Quand l'aîné, âgé de seize ans, annonça qu'il avait l'intention de monter sur les planches, ils s'y opposèrent comme ils l'avaient fait pour leur fille.
Changeant son fusil d'épaule, c'est le cas de le dire, Gustave entra alors au régiment des guides. Mais il déserta bientôt pour se rendre à Paris.
La vocation contrariée de leur fille et de leur petit-fils semble avoir inspiré des remords aux Bourguignon. Plus tard, ils per-mettront à leur deuxième petit-fils, Fernand, d'entrer au Conservatoire. L'oncle du dramaturge saura tirer parti de ses études, puisqu'il deviendra un comédien réputé, engagé à l'Alcazar et à la Scala. Il ira même jusqu'en Russie jouer devant le Tzar.
À Paris, Gustave gagne sa vie comme il le peut, en faisant de la figuration ou en chantant dans les rues (les «cours», disait-on à l'époque) et les cafés-concerts.
Des petits rôles lui sont confiés dans les théâtres des environs de Paris et à Montmartre. C'est là qu'il s'éprend d'une jeune fille dont la chambre est voisine de la sienne. Elle deviendra sa femme.
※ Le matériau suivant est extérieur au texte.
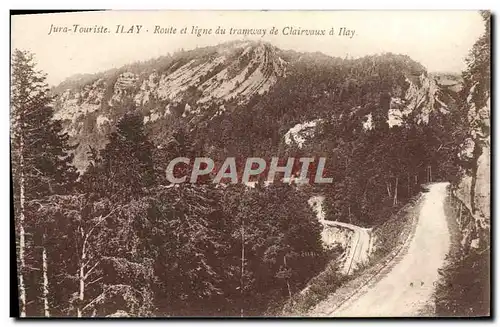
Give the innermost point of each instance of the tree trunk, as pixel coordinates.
(409, 186)
(81, 295)
(22, 287)
(45, 282)
(242, 265)
(460, 218)
(395, 201)
(287, 281)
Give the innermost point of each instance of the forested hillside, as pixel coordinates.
(102, 232)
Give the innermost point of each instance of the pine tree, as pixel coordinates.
(41, 160)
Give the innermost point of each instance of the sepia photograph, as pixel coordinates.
(319, 164)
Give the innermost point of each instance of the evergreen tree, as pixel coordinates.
(42, 165)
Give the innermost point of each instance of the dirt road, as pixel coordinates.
(407, 288)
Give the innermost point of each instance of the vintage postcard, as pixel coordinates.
(251, 163)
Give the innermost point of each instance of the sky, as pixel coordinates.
(440, 40)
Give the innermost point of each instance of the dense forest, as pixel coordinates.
(118, 239)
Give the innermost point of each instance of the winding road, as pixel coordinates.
(406, 289)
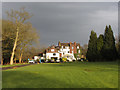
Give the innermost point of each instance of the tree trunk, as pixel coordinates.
(20, 59)
(14, 47)
(1, 61)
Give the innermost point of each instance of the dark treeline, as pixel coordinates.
(102, 48)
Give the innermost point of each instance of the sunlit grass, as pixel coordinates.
(63, 75)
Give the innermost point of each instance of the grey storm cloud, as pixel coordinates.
(67, 22)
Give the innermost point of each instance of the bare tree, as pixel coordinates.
(19, 19)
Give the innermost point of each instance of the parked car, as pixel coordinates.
(52, 61)
(57, 61)
(31, 61)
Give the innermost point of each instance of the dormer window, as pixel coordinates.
(54, 54)
(67, 47)
(52, 50)
(72, 47)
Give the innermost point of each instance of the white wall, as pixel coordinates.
(49, 55)
(36, 57)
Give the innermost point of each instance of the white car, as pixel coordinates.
(57, 60)
(31, 61)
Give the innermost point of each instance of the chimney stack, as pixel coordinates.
(75, 43)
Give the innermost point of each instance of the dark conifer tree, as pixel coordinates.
(109, 51)
(99, 47)
(91, 52)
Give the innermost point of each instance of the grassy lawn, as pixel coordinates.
(63, 75)
(13, 65)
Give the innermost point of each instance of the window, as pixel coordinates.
(72, 47)
(72, 51)
(54, 54)
(67, 47)
(52, 50)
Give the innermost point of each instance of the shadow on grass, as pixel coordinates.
(19, 79)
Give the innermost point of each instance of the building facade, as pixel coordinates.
(66, 50)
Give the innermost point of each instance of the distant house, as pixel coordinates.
(66, 50)
(63, 50)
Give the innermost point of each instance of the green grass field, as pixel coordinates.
(13, 65)
(63, 75)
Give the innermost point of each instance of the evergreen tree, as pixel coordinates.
(99, 45)
(91, 52)
(109, 50)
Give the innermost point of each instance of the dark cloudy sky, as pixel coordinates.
(67, 22)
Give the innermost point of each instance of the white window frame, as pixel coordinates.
(52, 50)
(72, 47)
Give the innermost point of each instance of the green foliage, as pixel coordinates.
(109, 50)
(91, 53)
(64, 59)
(103, 47)
(99, 47)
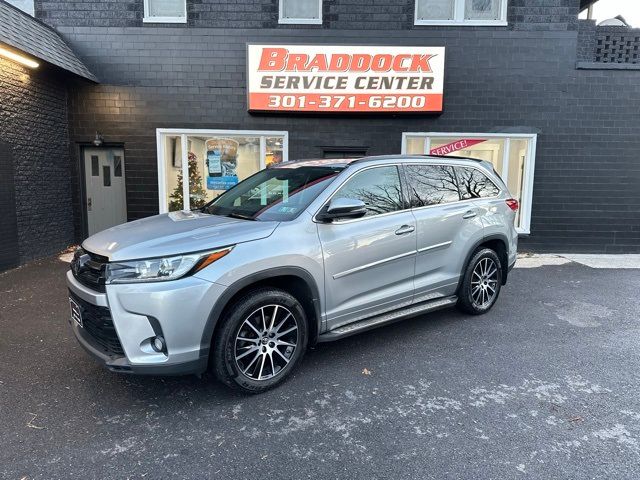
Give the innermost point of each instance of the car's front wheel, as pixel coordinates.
(262, 338)
(481, 282)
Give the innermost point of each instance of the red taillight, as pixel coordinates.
(512, 203)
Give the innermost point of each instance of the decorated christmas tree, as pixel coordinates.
(197, 194)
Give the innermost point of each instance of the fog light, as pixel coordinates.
(158, 344)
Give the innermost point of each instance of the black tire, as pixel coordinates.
(244, 320)
(474, 291)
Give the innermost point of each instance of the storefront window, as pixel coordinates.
(512, 156)
(214, 161)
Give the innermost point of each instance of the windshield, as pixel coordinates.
(278, 194)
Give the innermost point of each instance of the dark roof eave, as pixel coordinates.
(22, 32)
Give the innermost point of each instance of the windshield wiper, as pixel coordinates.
(240, 216)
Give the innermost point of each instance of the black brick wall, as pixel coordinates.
(33, 115)
(337, 14)
(519, 77)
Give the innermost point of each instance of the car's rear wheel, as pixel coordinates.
(261, 340)
(481, 282)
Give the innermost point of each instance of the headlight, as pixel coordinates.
(162, 269)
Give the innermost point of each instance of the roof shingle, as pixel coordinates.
(21, 31)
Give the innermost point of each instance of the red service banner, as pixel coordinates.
(330, 78)
(455, 146)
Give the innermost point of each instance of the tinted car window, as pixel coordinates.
(379, 188)
(278, 194)
(431, 185)
(474, 184)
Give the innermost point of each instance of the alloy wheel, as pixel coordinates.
(266, 341)
(484, 282)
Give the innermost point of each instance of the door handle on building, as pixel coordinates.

Philomène Juget a vu le jour au village de Bons-Saint-Didier, le 22 mai 1860, au moment où la Savoie devient française.
Les Juget sont nombreux dans le pays. On ne les distingue les uns des autres que par des indications des lieux où se trouvent leurs demeures. Ceux qui nous intéressent sont surnommés les Juget de «moachons»; ce terme patoisant désigne des restes de blé, mis en tas non loin des maisons.
La mère de Philomène, Cécile Mauris, était, paraît-il, d'origine sarrasine par sa grand-mère, Claudine Crétallaz. Cela est possible. Le père, Marie Juget, était laboureur. Il quitta Bons-Saint-Didier pour devenir l'intendant de Bazaine, à Prégny, au nord de Genève, puis celui d'un certain Mac Culloch, un Écossais, qui avait racheté la propriété du général.
La petite Juget est élevée avec le fils de Mac Culloch, ensuite dans un couvent de Genève où la Supérieure remarque son excellente façon de rédiger. Au point qu'elle lui conseille d'être institutrice.
Sur ces entrefaites, le père Juget meurt. Philomène doit gagner sa vie. Elle apprend la couture, puis vient s'installer à Paris où elle épouse Gustave Crommelynck, le 4 août 1887.
Ils eurent huit enfants dont deux, les cadets, sont nés à Bruxelles : Suzanne, à Laeken, rue du Champ-de-l'Église (1893-1977) et Albert, rue du Jardinier, à Molenbeek (1902).
Ce dernier allait devenir un peintre en renom. La vigueur de sa technique et l'esprit de synthèse que reflètent ses visages, en ont fait l'un de nos premiers portraitistes.
Des six filles qu'a eues le ménage, cinq ont vu le jour à Paris : Amélie, rue Ambroise Paré (1885-1935), Germaine, rue Eugène Sue (1887-1889), Cécile (qui ne vécut que quelques mois de l'année 1888), Thérèse (1889-1975) et Joséphine-Marie (dite Jeanne), rue du Roi d'Alger (1891-1894).
Fernand est venu au monde au 9, rue Eugène Sue dans le XVIIIe arrondissement, le 19 novembre 1886, à six heures du matin et non à Bruxelles, en 1885 ou en 1888, comme l'affirment certains historiens de la littérature. Ses parents légalisèrent leur union un peu plus de huit mois après sa naissance.
Le fragment d'un texte peu connu de l'écrivain évoque l'endroit où il vit le jour : «Montmartre, cette butte où je suis né, y ai-je assez vagabondé, de la rue du Roi-d'Alger à l'école communale de la rue Ferdinand-Flocon, du Tertre au Théâtre Montmartre, où mon père jouait le mélodrame, usant mes culottes en glissades sur les rampes d'escalier de la rue du Mont-Cenis! Ces rues, autrefois obscures, bondées d'interminables palissades couvertes de graffiti, hantées des mauvais garçons et des filles, coupées et recoupées, entre les jardinets, de cachettes et de recoins fourmillant de dangers sans doute imaginaires, ces rues, je ne les retrouverais plus sur place, mais je les reconnais toutes dans les toiles d'Utrillo.»